Five years ago, Dr. Arno Fried was among the neurosurgical experts explaining the fatal brain injury following a ski accident suffered by actress Natasha Richardson. Last night, for the first time in five years, her husband, Liam Neeson, spoke about his wife’s death on the news program “60 Minutes.”
Of medical interest in the story was the comment by the interviewer Anderson Cooper, who mentioned that following Richardson’s seemingly minor head injury, she experienced what is termed a lucid interval.
A lucid interval refers to the period of time following a traumatic brain injury in which the patient appears fine, and is completely lucid. However, while this state can last minutes or even hours, blood is collecting in the skull and causing intracranial pressure. An estimated 20 to 50% of epidural hematoma patients (Richardson’s subsequent diagnosis) experience a lucid interval. Lucid intervals may also be experienced by those suffering heat stroke or following an epileptic seizure.

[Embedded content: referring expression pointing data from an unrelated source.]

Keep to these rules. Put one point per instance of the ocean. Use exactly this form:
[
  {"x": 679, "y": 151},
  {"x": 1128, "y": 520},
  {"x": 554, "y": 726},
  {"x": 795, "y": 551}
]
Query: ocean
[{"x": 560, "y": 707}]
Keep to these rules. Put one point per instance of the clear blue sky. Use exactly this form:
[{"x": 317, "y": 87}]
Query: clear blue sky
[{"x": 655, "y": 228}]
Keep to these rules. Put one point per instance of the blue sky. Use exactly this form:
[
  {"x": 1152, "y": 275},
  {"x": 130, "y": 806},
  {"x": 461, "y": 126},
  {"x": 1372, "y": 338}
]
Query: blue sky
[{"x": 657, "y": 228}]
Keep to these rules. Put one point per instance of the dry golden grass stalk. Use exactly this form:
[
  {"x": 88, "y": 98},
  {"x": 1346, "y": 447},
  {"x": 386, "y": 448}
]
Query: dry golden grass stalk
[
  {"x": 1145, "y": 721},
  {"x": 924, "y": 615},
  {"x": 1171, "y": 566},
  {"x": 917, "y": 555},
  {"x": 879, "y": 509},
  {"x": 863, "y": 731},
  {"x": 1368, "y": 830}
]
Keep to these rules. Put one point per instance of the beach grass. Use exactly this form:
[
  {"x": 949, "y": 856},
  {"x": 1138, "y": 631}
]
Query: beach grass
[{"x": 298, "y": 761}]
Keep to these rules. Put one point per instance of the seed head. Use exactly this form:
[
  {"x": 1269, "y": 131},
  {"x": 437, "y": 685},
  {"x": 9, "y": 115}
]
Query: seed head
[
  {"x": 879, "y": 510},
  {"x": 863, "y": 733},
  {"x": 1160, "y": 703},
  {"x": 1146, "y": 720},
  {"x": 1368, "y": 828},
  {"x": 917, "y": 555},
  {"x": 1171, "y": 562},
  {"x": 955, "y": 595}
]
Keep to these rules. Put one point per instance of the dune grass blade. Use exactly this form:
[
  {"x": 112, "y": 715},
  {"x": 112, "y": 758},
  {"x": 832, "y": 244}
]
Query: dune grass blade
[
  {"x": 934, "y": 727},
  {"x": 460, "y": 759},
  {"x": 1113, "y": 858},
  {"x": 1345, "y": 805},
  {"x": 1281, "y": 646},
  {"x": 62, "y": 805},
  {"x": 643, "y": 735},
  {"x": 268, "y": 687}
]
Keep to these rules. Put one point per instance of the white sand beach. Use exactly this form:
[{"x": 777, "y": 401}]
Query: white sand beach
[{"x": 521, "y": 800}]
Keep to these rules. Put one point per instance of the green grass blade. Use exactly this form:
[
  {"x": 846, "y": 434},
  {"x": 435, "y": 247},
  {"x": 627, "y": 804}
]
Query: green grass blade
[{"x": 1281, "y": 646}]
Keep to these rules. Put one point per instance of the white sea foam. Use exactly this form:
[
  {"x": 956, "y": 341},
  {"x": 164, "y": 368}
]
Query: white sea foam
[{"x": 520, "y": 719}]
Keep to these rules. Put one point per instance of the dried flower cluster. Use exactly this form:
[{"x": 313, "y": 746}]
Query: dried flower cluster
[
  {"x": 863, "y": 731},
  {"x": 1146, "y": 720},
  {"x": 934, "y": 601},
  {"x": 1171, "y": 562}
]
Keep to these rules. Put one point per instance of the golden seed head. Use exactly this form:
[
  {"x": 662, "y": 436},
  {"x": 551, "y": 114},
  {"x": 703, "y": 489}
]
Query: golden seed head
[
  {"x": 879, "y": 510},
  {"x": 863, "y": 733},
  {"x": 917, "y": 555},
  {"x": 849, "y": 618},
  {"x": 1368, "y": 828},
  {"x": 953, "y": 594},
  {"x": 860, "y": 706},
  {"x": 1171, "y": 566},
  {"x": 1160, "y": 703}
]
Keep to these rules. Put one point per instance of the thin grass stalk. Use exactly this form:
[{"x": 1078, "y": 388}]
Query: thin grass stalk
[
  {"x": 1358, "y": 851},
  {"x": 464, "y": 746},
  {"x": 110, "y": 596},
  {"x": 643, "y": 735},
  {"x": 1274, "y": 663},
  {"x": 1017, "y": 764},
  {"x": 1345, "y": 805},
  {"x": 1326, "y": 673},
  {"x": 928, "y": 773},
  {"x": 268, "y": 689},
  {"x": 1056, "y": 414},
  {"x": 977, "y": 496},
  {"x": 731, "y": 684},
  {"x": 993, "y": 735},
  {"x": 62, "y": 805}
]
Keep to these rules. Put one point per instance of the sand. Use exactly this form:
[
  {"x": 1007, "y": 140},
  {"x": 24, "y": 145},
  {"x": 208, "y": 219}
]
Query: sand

Following her fall, Richardson suffered the epidural hematoma. A hematoma is a pool of blood caused in the brain. It comes in two basic types: epidural and subarachnoid. In a subarachnoid hematoma, the blood washes over the brain and into the cerebrospinal fluid (CSF). This causes severe headaches and other symptoms, which make it relatively simple to diagnose.
An epidural hematoma, however, in which the blood is awash outside the dura (the covering of the brain), can present itself in a much more innocuous fashion, which explains the lucid interval experienced by Natasha Richardson, who initially refused medical care as she felt fine. (An hour later she began to experience a headache, and then sought medical care.) With an untreated epidural hematoma, eventually the increasing amount of blood presses down on the brain through the dura, building pressure the skull cannot accommodate due to its lack of space. When diagnosed, epidural hematomas are typically treated by craniotomy. A hole is drilled into the skull to remove the excess fluid. Richardson however, lapsed into a coma and was pronounced brain dead.
Beyond the Richardson tragedy, for Liam Neeson and their two children, as well as all others who continue to mourn her loss, there is a medical lesson. First is the use of helmets (which Richardson was not wearing, likely because she was on a very gradual beginner slope). Secondly, the public should be aware that a fall or other cause of a blow to the head should be evaluated in the ER with a CT scan of the brain to ensure one’s safety.